Even so I was surprised that “Two More Years” was picked as the post-album single, the next step from last year’s next year’s Next Big Thing, because it resolutely fails to blow open what Bloc Party are. Maybe I’m just expecting too much, using the “Fools Gold” stylistic statement as the blueprint for any band’s follow-up to a hyped debut.

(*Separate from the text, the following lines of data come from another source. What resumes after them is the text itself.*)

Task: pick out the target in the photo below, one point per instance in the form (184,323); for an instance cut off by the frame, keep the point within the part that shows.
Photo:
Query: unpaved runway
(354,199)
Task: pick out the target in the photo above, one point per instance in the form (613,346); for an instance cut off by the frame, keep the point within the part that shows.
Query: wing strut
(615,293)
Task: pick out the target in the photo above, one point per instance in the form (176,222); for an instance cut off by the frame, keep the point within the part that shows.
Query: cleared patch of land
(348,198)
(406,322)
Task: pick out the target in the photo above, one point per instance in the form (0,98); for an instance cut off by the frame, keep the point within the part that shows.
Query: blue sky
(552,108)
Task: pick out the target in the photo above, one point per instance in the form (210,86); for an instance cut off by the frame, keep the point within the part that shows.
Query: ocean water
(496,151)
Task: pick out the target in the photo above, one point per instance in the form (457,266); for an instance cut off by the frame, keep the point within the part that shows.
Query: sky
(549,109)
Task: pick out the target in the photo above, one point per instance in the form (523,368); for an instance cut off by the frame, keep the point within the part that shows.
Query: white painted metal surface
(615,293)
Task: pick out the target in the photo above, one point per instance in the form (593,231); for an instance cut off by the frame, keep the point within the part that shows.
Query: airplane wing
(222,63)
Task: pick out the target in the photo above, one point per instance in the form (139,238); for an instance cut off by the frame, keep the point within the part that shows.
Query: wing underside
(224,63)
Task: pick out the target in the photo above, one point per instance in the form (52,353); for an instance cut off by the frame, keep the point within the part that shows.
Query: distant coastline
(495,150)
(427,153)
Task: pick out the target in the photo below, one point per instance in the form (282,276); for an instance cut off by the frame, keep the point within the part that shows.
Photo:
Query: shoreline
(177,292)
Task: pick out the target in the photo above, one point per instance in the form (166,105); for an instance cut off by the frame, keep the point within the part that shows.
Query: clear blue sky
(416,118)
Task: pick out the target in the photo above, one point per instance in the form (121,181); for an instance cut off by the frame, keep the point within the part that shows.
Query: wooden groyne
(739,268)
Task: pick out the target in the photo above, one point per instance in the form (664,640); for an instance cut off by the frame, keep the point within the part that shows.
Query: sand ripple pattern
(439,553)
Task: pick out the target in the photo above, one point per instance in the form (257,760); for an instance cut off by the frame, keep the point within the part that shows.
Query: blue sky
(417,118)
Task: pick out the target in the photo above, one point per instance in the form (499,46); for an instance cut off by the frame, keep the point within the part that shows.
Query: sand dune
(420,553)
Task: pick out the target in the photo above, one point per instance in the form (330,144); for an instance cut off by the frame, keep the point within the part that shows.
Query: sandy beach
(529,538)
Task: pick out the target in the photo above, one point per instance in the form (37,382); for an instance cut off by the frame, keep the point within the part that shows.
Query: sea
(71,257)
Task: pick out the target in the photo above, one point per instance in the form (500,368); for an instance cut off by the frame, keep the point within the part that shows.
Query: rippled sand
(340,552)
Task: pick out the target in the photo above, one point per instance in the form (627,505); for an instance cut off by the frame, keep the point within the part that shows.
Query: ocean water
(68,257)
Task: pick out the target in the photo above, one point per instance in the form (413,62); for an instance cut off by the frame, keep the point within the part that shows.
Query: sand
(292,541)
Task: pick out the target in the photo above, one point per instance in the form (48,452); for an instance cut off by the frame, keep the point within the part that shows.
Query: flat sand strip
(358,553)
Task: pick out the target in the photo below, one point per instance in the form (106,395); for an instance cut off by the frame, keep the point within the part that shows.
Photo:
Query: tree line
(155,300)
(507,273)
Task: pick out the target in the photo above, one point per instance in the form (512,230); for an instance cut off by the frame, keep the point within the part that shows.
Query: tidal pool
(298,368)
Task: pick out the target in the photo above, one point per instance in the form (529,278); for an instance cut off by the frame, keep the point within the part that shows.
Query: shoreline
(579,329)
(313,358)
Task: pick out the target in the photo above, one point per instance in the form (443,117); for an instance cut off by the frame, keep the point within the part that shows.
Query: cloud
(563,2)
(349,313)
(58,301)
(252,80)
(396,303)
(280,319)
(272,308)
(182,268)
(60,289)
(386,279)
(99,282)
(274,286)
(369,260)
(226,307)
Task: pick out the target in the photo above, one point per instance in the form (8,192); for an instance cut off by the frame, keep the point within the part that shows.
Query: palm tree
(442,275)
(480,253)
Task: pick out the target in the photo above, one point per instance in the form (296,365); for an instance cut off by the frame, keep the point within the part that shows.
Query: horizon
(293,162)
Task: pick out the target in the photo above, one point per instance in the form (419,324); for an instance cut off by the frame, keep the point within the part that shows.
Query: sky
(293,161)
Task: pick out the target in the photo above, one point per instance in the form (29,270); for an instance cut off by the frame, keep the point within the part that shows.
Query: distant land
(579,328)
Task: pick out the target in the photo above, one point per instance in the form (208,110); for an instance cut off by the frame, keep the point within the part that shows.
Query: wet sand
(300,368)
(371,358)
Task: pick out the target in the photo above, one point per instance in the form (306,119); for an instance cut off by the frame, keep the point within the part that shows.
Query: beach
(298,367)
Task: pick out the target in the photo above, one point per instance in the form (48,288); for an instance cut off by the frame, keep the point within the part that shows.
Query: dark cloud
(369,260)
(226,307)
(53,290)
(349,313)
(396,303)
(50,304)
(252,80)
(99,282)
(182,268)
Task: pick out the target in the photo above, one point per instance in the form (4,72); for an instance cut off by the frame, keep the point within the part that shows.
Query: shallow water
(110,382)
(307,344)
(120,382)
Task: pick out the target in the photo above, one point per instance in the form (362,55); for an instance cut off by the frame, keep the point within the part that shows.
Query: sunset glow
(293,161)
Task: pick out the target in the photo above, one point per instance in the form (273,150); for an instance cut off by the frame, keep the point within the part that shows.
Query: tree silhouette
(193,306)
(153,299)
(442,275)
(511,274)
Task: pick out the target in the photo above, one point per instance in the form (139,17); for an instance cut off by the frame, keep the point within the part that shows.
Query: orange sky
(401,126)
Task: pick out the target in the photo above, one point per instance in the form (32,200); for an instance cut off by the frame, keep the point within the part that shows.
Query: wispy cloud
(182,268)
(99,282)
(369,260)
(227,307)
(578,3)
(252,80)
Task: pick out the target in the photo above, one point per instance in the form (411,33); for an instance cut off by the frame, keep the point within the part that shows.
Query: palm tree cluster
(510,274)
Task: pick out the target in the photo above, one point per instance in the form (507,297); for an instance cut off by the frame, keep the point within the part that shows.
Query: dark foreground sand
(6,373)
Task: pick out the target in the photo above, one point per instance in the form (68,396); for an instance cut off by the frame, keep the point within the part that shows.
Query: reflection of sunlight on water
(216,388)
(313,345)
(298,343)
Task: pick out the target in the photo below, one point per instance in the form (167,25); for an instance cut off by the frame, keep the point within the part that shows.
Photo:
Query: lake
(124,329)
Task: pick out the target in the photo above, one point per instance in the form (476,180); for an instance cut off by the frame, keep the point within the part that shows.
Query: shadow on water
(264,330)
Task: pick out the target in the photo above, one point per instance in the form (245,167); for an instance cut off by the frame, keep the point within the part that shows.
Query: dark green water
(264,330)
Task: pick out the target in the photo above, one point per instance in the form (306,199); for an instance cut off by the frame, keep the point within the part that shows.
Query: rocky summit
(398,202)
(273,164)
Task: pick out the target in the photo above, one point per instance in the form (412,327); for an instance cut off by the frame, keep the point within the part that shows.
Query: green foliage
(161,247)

Because aside from being a little less claustrophobic, “Two More years” could easily fit on Silent Alarm, and in truth doesn’t quite have that sudden emotional rush and pull of the likes of “Blue Light” or “This Modern Love”, that moment when suddenly they break into a shockingly beautiful gallop and you realise that there’s more to these photogenic Londoners than pointed postpunk proselytising.
That’s not to say that “Two More Years” isn’t moving, despite the muted chorus and unmemorable riff – there’s an intensifying synth-stab (or something) which works better than a riff could, and a moment when Kele tumbles a cross-lyric that should be in its own middle-eight across a later chorus. And of course the drums are too fast and the bass ululations unexpected, which amps the whole thing up way beyond the capabilities of the likes of Coldplay (hysterical melancholy always beating placid melancholy).
Which means that “So Here We Are” is still their best single, and that Bloc Party still sound like Bloc Party. This sounds like a let-down, doesn’t it, like I’m disappointed? I’m not – “Two More Years” is great, and a grower, and adds further to a catalogue of wonderful songs not present on Silent Alarm (“Tulips”, “The Marshals Are Dead”, “Little Thoughts”, “Always New Depths”). The best band in the world today? They certainly trounce the bloomin’ Arctic Monkeys.